An American entrepreneur used crowdfunding to raise more than $122,000 to produce a new board game. He failed to make a single game, and instead spent a huge chunk of the cash on rent, personal equipment, and the cost of moving house. His investors are unlikely to get a penny of their money back.
Eric Chevalier raised the money through Kickstarter in May 2012, for a game called The Doom That Came to Atlantic City (about monsters attacking the city). He originally only asked for $35,000, but investors were so impressed with the idea - and the game-makers and artists who had been involved in creating the game - that he raised far more cash than he intended to.
Chevalier issued a number of updates to his investors saying he was making progress, but after 14 months he suddenly announced that he was cancelling the project and refunding the money.
Unfortunately, none of the refunds were forthcoming. In fact the majority of the money had been spent by Chevalier on moving to Oregon, paying his rent, and buying licences for a different project altogether.
Unfortunately, the settlement they agreed was surprisingly ineffective. Chevalier isn't banned from crowdfunding again: he's just banned from lying during the process or failing to refund money - which you would hope people are banned from anyway.

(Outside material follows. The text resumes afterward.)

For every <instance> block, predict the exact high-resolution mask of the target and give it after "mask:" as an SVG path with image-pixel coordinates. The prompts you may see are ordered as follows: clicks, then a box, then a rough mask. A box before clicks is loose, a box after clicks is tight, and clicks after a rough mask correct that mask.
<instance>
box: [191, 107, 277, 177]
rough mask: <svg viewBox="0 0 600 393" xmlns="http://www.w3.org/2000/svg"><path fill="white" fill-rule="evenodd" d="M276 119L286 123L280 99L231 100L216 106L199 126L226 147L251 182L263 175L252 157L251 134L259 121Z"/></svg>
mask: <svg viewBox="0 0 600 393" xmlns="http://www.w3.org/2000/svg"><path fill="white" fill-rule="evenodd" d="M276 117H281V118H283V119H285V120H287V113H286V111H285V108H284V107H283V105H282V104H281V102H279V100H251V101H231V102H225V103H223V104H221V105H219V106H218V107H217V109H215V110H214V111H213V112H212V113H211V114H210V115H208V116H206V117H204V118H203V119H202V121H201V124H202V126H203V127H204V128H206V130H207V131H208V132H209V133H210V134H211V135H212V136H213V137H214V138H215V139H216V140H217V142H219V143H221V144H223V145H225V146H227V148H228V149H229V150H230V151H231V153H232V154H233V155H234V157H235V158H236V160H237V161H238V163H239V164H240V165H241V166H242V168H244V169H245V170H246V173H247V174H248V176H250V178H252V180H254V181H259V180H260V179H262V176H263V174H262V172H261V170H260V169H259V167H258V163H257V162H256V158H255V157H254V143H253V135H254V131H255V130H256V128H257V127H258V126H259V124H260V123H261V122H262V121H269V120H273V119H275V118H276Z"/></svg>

In addition, although the settlement states that he owes his backers $111,793.71, he doesn't have to pay any of it, because he doesn't have any money. The FTC added optimistically: "The full amount will become due immediately if he is found to have misrepresented his financial condition."

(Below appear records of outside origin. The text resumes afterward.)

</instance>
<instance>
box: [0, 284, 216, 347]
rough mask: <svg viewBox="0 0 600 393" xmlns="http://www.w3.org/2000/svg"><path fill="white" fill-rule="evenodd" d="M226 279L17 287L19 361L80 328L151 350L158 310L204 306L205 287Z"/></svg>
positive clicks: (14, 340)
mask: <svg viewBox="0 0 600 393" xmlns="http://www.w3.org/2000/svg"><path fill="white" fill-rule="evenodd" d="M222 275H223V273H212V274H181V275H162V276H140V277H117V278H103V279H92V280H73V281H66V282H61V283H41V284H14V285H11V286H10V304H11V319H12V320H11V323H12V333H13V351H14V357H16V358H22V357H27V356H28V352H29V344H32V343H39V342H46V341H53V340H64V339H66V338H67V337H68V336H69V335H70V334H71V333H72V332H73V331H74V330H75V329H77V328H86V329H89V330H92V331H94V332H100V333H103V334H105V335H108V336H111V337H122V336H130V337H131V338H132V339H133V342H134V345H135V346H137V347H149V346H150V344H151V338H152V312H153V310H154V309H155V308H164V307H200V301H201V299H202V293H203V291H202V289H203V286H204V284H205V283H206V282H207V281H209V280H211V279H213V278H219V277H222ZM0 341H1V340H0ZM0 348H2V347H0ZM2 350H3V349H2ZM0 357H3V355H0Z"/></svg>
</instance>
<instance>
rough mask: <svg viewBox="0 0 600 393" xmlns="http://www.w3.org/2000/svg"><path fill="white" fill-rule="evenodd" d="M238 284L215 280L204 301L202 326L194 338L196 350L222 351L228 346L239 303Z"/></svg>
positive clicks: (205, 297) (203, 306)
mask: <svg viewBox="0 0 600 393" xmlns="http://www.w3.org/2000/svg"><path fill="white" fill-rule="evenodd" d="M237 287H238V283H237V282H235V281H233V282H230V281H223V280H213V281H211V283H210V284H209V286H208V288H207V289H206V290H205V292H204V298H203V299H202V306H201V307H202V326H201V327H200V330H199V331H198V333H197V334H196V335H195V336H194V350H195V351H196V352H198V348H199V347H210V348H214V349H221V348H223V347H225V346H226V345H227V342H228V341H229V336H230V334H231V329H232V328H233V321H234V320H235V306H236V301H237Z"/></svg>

It'll be a blow for the investors, but commentators are arguing that this case has set an important precedent. The ease of setting up crowd funding campaigns makes it appealing to those who want to use it for shady purposes - pretending to raise money for one thing and then using it for another.
The Chevalier case means that crowdfunding is now on the radar of the regulators, meaning that in future, victims of fraud can expect them to take action. The FTC said in a statement that this case was part of its ongoing work to protect people who are taking advantage of new financial technology. Jessica Rich, director of the bureau of consumer protection, said: "Consumers should be able to trust their money will actually be spent on the project they funded."
The only fly in the ointment is that given that Chevalier doesn't have to repay a penny to investors, it begs the question of whether this legal action constitutes any kind of protection for investors at all.